Cal Water Service is quelling concerns of a carcinogen in Bakersfield's drinking water.
After 23ABC reported high levels of 1,2,3 trichloropropane in the system in June, the water company received dozens of calls and emails from residents.
"I took a number of calls, and I explained to our customers exactly what I am explaining to you," District Manager Rudy Valles said.
Valles said the main concern was the annual water report that showed a level 200 times the recommended level of the carcinogen 1,2,3 TCP in some areas of Bakersfield.
Valles explained that number was attained as a combination of the tested wells.

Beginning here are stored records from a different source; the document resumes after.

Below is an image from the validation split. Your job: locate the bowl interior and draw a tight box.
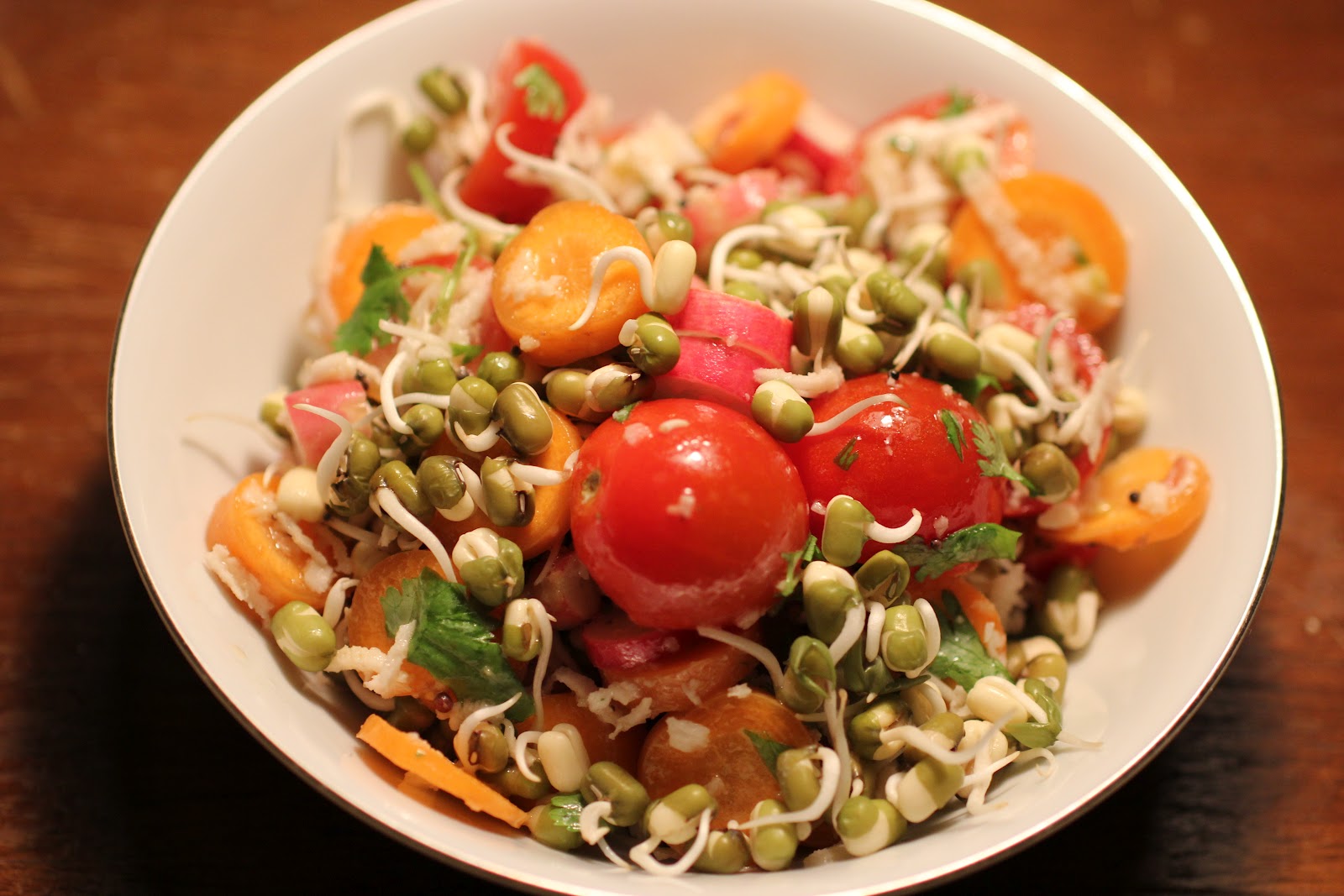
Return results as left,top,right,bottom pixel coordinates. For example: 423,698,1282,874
110,0,1282,896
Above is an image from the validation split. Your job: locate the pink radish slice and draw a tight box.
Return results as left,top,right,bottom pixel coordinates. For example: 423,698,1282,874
771,99,858,190
578,607,701,669
285,380,368,466
654,289,793,414
681,168,780,264
527,548,602,631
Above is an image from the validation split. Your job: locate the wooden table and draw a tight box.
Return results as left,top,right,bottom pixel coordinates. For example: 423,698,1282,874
0,0,1344,893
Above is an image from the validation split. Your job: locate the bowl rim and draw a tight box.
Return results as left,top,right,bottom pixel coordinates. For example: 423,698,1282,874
105,0,1288,896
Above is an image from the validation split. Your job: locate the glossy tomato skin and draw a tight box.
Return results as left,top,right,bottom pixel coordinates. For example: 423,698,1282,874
457,40,587,224
788,374,1005,558
570,399,808,629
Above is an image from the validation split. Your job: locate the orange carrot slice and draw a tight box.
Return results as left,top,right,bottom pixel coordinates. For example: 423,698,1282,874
327,203,439,322
638,690,811,829
428,405,583,558
910,575,1008,663
948,172,1127,333
206,473,339,611
491,200,654,367
354,715,527,827
1042,448,1211,551
690,71,808,175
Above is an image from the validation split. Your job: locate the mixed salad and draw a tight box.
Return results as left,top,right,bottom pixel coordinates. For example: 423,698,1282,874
206,40,1210,874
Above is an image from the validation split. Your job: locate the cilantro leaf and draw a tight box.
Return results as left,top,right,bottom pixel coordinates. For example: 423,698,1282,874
332,244,412,354
546,794,583,834
513,62,566,121
836,435,858,470
381,569,533,721
887,522,1021,582
945,374,999,405
774,533,822,596
938,87,976,118
742,728,793,775
929,591,1012,690
938,408,966,461
970,421,1040,495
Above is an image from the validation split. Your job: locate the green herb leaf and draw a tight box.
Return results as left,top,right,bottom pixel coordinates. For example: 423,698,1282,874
546,794,583,833
774,533,822,596
836,435,858,470
742,728,793,775
889,522,1021,582
970,421,1040,495
513,62,566,121
938,87,976,118
332,244,412,354
381,569,535,721
943,374,999,405
938,408,966,461
929,591,1012,690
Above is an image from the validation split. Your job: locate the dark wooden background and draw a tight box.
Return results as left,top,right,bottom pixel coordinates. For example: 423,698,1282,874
0,0,1344,893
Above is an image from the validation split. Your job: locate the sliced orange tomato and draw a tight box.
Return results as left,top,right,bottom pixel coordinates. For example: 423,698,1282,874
491,200,654,367
910,574,1008,663
638,690,811,829
206,473,341,612
948,172,1127,333
690,71,808,175
327,203,439,322
1042,448,1211,551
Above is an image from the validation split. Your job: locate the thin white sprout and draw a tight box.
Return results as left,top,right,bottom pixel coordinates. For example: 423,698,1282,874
630,811,710,878
831,605,869,663
695,626,784,693
341,669,396,712
708,224,780,293
804,392,905,438
906,598,942,679
728,747,842,831
453,690,522,775
395,392,453,411
569,246,654,331
495,123,617,212
294,405,354,504
378,341,412,435
863,600,887,663
513,728,542,783
374,485,457,582
438,168,522,237
526,598,555,731
453,421,500,454
323,576,359,626
878,713,1012,766
580,799,612,846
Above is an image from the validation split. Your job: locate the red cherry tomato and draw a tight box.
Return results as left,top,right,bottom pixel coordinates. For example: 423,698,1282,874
570,399,808,629
825,90,1035,196
788,374,1005,558
457,40,587,224
1004,302,1110,517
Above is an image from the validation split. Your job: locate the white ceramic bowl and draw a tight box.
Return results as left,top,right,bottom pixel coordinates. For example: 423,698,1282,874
110,0,1284,896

"Our system has 950 plus miles of water main and our wells are in various locations, so when we're pumping into the system, it's diluted," Valles said.
Valles added that if a well itself contained a level 100 times the recommendation, it would be shut down immediately.

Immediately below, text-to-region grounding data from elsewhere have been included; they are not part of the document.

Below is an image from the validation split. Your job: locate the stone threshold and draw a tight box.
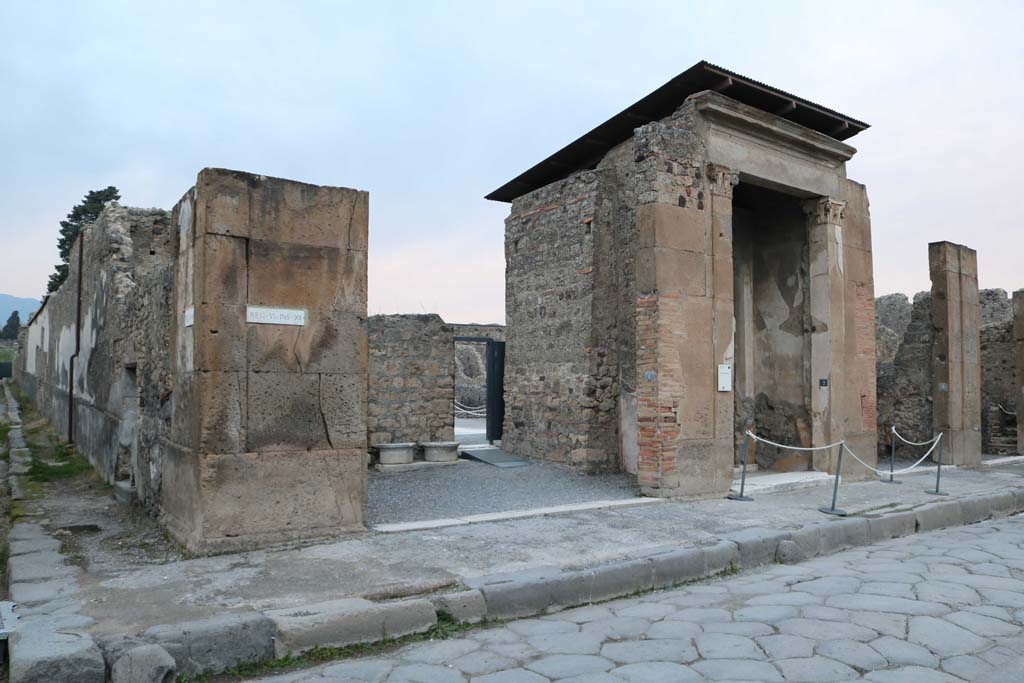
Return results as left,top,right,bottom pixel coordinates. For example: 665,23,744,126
371,498,667,533
732,470,842,495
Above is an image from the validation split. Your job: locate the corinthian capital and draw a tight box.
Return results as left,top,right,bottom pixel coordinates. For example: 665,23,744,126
804,197,846,225
705,164,739,197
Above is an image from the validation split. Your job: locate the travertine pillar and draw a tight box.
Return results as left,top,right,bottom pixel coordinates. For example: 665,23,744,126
636,165,737,496
1014,290,1024,456
161,169,368,552
804,197,846,472
928,242,981,465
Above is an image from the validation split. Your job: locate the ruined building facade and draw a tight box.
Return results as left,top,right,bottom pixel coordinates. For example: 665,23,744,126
15,169,368,551
489,62,876,496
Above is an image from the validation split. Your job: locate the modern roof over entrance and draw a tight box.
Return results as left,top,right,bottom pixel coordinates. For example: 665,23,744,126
486,61,868,202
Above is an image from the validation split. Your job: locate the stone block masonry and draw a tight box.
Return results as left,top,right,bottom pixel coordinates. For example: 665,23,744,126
17,169,369,552
367,314,455,447
500,91,877,497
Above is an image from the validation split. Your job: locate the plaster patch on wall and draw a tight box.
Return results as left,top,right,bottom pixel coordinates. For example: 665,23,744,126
836,225,843,272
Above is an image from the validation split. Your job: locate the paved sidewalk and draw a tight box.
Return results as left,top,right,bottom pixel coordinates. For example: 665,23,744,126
51,456,1024,633
253,516,1024,683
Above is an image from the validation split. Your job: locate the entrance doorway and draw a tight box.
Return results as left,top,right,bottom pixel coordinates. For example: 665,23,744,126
733,182,812,471
454,337,505,444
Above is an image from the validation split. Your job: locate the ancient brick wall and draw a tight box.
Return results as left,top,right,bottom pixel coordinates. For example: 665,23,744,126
877,289,1017,453
17,169,368,551
367,314,455,447
978,289,1019,454
502,171,617,471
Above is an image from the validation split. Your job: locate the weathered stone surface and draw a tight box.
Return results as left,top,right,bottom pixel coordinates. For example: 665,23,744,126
16,169,372,552
142,612,274,675
9,630,106,683
266,598,437,656
111,645,176,683
367,314,455,446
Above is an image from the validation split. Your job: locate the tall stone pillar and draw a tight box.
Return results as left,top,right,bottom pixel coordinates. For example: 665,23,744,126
161,169,368,552
804,197,846,472
636,165,737,496
928,242,981,466
1014,290,1024,456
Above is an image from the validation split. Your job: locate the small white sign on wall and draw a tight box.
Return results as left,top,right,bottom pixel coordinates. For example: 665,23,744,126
246,306,306,327
718,364,732,391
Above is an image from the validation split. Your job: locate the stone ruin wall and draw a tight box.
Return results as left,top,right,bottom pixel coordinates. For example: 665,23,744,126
502,171,617,471
503,93,876,485
15,203,176,513
452,324,505,408
367,314,456,447
16,169,368,552
876,289,1019,455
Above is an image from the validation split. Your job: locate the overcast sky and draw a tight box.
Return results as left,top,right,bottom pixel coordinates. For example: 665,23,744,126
0,0,1024,323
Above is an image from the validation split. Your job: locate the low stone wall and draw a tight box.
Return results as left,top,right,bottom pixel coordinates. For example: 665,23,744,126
367,313,455,447
876,289,1019,454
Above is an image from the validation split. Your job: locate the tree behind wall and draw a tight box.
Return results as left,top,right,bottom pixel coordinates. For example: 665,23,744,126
0,310,22,339
46,185,121,294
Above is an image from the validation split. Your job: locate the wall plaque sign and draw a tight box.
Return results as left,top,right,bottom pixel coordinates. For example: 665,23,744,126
246,306,306,327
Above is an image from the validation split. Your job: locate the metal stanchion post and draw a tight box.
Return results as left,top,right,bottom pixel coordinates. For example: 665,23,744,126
925,435,949,496
726,433,754,501
818,439,846,517
881,425,903,483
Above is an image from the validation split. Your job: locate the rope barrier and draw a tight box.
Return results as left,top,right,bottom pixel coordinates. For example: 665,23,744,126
846,434,942,474
995,403,1017,418
893,426,942,445
727,421,946,517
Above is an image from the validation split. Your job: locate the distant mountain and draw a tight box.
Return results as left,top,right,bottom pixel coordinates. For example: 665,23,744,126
0,294,39,328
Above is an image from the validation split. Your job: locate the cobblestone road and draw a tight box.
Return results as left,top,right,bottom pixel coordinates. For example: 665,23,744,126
253,516,1024,683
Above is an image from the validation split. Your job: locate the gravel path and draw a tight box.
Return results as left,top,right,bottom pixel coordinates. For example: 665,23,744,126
251,516,1024,683
368,460,639,524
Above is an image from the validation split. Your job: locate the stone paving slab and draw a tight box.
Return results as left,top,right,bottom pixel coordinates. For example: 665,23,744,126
50,458,1024,633
249,516,1024,683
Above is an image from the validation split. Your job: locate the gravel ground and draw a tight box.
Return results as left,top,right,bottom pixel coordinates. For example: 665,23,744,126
369,460,638,524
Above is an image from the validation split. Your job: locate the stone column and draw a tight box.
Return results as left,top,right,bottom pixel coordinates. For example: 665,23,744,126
1014,290,1024,456
804,197,846,472
636,165,737,496
928,242,981,466
161,169,369,552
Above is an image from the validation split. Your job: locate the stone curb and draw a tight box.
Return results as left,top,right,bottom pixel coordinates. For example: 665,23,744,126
463,487,1024,620
11,456,1024,683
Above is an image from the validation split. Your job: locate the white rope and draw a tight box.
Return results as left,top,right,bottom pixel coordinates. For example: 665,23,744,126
893,427,942,445
746,429,843,451
846,434,942,475
995,403,1017,418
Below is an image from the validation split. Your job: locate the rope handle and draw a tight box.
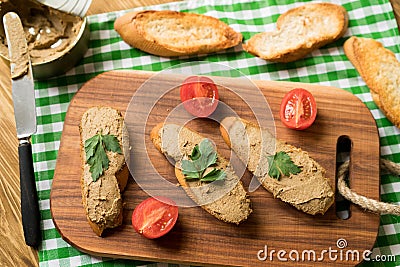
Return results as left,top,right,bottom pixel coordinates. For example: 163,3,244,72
337,159,400,215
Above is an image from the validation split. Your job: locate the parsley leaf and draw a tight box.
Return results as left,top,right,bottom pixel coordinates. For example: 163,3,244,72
85,131,122,182
268,151,301,180
181,138,226,182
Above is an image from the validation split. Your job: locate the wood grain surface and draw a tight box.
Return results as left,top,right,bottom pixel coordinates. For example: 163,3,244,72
0,0,400,266
50,71,380,266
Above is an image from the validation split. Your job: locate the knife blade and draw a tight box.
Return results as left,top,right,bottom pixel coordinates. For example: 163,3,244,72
3,12,41,247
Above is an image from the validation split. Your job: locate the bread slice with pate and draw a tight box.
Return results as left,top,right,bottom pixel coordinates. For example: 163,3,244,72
220,117,334,215
150,123,252,224
114,10,243,57
344,36,400,128
243,3,348,63
79,107,129,236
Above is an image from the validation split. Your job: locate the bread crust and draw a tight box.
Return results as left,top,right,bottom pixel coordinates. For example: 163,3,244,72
150,122,252,224
220,117,334,215
114,10,243,57
243,3,348,63
344,36,400,128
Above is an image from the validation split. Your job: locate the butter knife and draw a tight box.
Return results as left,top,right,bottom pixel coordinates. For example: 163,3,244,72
3,12,41,247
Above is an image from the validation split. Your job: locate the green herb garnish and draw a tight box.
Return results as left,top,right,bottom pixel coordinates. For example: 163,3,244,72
182,138,226,182
85,132,122,182
268,151,301,180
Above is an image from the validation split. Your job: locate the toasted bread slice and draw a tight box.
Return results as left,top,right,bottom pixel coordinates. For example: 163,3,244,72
79,107,129,236
220,117,334,215
344,36,400,128
150,123,252,224
243,3,348,62
114,10,243,57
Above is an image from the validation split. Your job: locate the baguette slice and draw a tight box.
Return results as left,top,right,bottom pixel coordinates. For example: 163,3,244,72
79,107,129,236
150,123,252,224
114,10,243,57
344,36,400,128
220,117,334,215
243,3,348,63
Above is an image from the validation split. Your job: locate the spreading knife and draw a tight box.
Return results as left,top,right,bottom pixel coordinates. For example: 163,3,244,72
3,12,41,247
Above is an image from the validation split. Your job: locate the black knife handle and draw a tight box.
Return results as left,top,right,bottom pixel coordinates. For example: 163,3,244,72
18,140,41,248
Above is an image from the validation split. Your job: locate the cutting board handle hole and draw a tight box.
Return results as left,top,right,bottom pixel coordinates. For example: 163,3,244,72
335,135,352,220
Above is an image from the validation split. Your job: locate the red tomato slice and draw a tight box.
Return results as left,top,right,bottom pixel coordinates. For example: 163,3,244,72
279,88,317,130
132,197,178,239
180,76,219,118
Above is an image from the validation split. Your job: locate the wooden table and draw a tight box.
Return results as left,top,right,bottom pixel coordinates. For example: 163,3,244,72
0,0,400,266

"We haven't had to do that yet," Valles said.
The State Water Board is holding a meeting July 20th at City Hall to talk with the public about their concerns with TCP, and work on creating a maximum contaminant level.
Creating that level would then prompt water companies to comply and put filters in place to take out the chemical.

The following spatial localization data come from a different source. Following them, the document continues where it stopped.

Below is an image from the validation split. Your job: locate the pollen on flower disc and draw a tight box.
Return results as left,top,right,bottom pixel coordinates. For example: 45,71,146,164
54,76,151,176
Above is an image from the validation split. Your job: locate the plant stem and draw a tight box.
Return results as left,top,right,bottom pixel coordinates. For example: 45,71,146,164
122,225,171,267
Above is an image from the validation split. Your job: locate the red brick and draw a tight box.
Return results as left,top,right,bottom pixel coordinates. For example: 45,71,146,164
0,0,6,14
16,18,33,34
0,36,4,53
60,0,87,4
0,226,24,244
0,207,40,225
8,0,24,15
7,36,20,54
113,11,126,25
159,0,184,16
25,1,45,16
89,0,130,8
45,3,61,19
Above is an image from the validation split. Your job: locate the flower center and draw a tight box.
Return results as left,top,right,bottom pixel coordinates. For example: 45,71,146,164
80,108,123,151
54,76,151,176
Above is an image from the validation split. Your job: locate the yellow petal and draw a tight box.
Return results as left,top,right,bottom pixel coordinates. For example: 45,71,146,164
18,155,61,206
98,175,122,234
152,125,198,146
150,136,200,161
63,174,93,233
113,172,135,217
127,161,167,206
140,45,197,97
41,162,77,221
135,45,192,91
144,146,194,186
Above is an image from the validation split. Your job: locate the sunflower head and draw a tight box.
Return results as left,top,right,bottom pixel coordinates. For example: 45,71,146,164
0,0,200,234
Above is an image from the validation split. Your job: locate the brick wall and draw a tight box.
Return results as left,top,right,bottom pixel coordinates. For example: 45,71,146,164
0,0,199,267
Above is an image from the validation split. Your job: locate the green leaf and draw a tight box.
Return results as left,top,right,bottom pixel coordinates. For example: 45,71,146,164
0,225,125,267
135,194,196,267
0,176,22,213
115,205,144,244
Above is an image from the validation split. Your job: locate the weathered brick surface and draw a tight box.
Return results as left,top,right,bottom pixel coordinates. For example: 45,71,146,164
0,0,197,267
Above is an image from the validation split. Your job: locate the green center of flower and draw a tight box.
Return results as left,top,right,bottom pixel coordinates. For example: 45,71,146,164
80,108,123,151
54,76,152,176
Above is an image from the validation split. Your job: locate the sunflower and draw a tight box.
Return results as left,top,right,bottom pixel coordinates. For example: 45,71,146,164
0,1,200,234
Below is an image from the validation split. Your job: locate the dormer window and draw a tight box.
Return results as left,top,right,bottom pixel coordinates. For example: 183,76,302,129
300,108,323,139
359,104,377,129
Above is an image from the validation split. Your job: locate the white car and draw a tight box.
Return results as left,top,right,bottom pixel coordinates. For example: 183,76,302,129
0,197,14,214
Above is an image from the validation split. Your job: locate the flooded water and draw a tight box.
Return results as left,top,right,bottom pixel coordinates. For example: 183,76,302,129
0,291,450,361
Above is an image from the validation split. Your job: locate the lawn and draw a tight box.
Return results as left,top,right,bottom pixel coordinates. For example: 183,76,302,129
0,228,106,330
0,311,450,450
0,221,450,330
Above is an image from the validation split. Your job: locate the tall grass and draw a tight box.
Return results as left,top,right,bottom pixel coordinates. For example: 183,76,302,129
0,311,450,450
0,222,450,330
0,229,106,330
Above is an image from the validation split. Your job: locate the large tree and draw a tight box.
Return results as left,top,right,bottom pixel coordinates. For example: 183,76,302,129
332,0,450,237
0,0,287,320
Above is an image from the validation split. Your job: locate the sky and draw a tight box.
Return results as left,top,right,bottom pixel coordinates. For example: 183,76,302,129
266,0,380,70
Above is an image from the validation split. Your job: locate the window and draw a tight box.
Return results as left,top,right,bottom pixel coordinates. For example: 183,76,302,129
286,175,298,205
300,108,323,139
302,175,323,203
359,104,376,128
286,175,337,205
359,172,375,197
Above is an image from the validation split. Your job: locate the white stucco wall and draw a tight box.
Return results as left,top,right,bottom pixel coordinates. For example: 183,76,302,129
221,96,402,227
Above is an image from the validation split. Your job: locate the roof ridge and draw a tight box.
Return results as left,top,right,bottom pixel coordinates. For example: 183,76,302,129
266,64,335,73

"We're ready, we just need that number," Valles said the level may not be set until 2017.
Once it is set, Valles said they already have designs ready with a granular activated carbon filter that will be put in place.
The company is waiting until that level is set, so they put the appropriate sized filter on their water lines.
Valles said he couldn't say how long levels of TCP have been in the water. Lawsuits between Shell Oil and various water companies throughout California say it started in the 1940's.
Shell Oil and Dow released a pesticide to kill nematodes, a microscopic worm that harms crops, and contains TCP. The chemical then contaminated aquifers.
If you would like to test your water, there are a couple labs in Bakersfield that provide the service. BC Labs can test TCP levels in 10 days for $225.